When I was growing up there seemed to be no better job in the world than being a stock market trader - those are the guys on Wall Street who scream at each other and wave their hands furiously as part of their daily tasks.

But today, technology advancement has all but eliminated the stock market trader.

High frequency trading algorithms and giant super computers are far more efficient at buying and selling large volumes of share script and these days, razor-thin margins have pushed most of the industry into passive ETF investments rather than active trading.

The NYSE trading floor is a thing of the past; the JSE floor disappeared decades ago.

How did this happen and where is the industry going in the future?

  1. Your customers are looking for win / win

People don't want to feel ripped off - so when better, cheaper investment products started to enter the market thanks to advances in technology - the industry itself was forced to change. Big banker bonuses disappeared and customers started getting a better deal. The days of fancy corporate offices and private jets for bankers are coming to an end.
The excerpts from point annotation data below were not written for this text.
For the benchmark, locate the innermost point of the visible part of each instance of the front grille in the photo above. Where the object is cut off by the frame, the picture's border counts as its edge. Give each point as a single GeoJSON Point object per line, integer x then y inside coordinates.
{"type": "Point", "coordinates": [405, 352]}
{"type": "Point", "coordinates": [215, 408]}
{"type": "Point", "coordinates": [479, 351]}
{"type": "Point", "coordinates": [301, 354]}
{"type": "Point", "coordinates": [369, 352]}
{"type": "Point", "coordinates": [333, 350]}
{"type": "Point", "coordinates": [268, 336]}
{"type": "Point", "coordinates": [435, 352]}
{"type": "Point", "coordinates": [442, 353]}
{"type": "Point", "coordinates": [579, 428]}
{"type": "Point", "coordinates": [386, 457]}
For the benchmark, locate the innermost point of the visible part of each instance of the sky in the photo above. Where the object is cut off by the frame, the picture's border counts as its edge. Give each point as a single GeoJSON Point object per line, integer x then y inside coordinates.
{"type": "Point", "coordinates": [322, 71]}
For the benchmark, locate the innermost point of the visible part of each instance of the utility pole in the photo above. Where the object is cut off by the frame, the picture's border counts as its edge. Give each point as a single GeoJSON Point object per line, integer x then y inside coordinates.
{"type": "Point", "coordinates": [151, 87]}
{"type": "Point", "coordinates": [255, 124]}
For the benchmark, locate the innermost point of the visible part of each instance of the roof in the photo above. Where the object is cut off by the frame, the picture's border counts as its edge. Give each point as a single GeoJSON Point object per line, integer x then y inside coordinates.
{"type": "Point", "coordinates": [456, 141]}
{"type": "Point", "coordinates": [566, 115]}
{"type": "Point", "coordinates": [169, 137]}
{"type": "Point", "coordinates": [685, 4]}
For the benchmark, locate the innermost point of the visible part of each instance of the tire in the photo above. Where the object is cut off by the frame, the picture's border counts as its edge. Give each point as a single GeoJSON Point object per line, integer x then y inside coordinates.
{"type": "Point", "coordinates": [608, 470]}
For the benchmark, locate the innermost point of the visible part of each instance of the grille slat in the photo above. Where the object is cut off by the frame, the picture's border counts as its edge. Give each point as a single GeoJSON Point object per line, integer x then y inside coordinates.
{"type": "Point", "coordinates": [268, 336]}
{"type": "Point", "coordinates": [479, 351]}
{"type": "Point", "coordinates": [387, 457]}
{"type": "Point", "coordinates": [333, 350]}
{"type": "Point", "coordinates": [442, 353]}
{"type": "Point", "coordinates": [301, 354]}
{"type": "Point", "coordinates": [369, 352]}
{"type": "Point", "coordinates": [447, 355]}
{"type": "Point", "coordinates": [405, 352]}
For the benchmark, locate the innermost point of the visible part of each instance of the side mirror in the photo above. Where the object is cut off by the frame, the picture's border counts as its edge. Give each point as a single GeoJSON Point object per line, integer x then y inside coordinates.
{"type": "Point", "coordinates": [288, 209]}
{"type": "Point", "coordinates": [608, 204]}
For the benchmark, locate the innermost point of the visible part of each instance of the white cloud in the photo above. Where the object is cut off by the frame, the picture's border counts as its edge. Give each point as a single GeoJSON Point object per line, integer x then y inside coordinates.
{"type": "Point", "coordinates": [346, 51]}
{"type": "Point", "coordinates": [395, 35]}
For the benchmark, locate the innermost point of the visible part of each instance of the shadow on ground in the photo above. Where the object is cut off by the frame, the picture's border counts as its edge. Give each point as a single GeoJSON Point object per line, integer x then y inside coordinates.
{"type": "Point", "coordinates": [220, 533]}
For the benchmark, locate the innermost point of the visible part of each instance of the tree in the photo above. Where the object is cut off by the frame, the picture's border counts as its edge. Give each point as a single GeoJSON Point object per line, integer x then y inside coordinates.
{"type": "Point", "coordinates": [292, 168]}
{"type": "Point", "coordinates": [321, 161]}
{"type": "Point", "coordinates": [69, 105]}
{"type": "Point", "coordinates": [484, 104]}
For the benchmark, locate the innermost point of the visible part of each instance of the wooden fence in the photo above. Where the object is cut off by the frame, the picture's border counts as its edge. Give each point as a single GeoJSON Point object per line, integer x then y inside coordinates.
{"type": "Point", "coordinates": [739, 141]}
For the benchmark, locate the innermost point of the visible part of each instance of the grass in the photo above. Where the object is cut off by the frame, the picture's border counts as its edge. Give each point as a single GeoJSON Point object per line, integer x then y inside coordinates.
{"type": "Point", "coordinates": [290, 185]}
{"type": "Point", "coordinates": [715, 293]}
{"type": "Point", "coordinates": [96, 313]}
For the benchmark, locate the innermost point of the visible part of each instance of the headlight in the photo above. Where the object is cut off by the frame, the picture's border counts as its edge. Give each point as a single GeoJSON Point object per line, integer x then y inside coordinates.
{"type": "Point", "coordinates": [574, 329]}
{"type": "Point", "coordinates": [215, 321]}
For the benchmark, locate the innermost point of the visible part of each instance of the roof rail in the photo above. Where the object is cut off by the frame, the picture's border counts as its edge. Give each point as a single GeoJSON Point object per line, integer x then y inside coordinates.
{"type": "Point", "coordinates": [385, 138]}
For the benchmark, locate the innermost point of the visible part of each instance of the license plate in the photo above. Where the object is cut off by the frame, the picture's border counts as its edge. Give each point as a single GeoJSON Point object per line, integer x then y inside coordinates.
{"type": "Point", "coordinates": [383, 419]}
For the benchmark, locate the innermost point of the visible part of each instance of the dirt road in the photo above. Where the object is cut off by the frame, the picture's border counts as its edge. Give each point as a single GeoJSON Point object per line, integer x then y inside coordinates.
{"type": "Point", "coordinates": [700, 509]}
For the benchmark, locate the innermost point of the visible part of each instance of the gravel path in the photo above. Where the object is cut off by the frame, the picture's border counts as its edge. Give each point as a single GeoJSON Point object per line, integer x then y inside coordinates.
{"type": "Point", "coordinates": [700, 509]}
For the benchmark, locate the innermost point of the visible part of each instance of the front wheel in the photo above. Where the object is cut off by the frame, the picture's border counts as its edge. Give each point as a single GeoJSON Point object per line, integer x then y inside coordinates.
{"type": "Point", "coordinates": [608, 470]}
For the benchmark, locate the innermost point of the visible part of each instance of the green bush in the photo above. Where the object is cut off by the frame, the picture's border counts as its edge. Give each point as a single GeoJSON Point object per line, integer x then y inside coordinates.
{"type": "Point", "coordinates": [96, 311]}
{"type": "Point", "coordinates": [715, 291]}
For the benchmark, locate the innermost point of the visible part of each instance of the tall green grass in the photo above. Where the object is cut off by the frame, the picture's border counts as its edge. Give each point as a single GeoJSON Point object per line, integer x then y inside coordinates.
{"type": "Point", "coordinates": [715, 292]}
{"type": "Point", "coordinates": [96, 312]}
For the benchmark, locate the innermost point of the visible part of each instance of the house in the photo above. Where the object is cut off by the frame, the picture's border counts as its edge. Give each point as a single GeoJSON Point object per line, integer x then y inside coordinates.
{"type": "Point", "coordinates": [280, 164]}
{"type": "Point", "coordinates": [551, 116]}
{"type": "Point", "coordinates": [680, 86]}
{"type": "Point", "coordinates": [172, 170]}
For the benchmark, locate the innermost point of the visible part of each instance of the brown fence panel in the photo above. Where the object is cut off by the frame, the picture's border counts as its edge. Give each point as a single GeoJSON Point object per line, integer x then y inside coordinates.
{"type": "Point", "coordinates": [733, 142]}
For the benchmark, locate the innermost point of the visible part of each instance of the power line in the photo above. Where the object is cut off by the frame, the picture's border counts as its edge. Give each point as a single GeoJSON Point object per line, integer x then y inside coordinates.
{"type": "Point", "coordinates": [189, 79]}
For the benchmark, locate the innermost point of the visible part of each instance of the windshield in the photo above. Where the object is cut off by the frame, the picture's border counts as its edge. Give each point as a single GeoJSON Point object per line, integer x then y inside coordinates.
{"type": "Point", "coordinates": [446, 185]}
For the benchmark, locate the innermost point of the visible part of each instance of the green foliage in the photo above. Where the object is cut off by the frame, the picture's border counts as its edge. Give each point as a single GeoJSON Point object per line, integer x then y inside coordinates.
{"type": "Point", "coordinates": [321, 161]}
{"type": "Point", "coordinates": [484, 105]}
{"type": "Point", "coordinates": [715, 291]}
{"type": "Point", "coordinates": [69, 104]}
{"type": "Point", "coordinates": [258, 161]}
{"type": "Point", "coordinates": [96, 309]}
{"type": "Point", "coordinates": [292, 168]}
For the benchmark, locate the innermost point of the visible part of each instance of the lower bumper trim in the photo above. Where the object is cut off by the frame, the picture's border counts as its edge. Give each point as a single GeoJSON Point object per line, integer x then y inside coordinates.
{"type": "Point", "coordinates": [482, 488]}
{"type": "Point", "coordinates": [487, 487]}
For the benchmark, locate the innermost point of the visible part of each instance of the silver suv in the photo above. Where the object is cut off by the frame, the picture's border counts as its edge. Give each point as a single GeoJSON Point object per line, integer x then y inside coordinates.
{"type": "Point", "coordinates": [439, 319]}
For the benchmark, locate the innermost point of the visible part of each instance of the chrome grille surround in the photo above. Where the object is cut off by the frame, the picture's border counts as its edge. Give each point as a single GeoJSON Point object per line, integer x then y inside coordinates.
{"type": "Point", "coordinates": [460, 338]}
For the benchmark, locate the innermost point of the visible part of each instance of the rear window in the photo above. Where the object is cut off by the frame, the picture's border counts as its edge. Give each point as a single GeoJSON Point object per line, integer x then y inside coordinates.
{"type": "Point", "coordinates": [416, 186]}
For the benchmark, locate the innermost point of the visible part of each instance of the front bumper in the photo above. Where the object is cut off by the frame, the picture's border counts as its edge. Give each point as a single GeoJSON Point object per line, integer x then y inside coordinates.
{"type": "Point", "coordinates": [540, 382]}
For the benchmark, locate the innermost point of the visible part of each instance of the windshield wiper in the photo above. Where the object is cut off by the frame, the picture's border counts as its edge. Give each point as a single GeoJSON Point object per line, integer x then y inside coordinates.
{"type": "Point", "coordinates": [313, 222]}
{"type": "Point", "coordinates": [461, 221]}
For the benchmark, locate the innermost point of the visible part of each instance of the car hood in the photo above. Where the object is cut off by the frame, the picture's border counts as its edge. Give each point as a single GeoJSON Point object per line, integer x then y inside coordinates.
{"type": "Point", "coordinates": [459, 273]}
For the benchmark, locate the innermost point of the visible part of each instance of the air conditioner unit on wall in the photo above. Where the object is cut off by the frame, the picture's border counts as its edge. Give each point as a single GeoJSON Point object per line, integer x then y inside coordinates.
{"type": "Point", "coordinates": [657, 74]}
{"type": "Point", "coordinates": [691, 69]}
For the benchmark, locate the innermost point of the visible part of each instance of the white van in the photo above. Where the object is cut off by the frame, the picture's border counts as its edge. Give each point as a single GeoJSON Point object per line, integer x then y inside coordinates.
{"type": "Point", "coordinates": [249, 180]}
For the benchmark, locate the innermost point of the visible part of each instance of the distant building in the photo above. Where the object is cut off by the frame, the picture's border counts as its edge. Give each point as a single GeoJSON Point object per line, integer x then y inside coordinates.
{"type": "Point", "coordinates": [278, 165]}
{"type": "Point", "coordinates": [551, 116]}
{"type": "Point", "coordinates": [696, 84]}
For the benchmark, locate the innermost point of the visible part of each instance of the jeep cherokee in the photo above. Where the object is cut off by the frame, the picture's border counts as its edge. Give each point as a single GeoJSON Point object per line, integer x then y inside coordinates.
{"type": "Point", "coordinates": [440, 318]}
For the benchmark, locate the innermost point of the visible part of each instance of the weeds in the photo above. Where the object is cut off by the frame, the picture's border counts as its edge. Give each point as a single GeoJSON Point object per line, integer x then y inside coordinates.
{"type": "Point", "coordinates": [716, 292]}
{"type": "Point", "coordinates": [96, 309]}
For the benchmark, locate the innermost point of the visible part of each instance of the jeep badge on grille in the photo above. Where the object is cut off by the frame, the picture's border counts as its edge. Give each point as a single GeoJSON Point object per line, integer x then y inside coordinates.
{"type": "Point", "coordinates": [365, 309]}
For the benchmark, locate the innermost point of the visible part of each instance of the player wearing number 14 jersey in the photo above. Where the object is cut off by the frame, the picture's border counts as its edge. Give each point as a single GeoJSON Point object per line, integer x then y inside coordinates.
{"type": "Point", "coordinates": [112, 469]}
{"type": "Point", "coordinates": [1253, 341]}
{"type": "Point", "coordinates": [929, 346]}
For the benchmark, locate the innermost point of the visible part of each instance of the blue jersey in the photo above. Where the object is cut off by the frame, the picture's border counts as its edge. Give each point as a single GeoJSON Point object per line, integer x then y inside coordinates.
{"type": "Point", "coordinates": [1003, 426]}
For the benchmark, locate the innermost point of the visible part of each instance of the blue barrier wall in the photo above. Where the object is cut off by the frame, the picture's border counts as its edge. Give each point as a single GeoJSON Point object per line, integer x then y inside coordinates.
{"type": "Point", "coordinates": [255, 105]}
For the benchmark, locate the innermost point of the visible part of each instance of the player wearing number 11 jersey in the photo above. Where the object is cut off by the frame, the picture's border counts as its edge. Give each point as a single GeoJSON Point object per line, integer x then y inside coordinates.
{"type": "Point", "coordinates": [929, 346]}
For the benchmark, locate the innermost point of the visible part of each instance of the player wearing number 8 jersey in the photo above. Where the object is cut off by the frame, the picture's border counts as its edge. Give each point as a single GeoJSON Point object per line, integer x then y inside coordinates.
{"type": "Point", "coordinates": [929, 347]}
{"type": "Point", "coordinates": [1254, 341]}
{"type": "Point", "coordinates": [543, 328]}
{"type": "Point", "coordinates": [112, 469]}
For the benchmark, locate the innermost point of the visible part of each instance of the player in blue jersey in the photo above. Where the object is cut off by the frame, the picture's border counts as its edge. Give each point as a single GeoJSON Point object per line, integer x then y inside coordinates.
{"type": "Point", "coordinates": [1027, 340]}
2. Quantitative financial engineering always ends in tears

In order to shave off more margin from competitors, banks have progressively relied on increasingly complex algorithms and formulas to keep their competitive edge. In time the complexity of these systems always backfire on the bank - ending in disaster for the firms and the clients. The future will demand that investing revert back to its origins as a utility financial service. There will be little tolerance or trust in entities that promise gains by 'out-gaming the system'.

3. When it comes to money - people still want to talk to somebody

As sterile as money is, when it comes to the management of it - people still want to sit in somebody's office and have a cup of tea with them while having a chat about their portfolio. The efficiency of modern technology has undoubtedly offered the finance industry more time to do just that.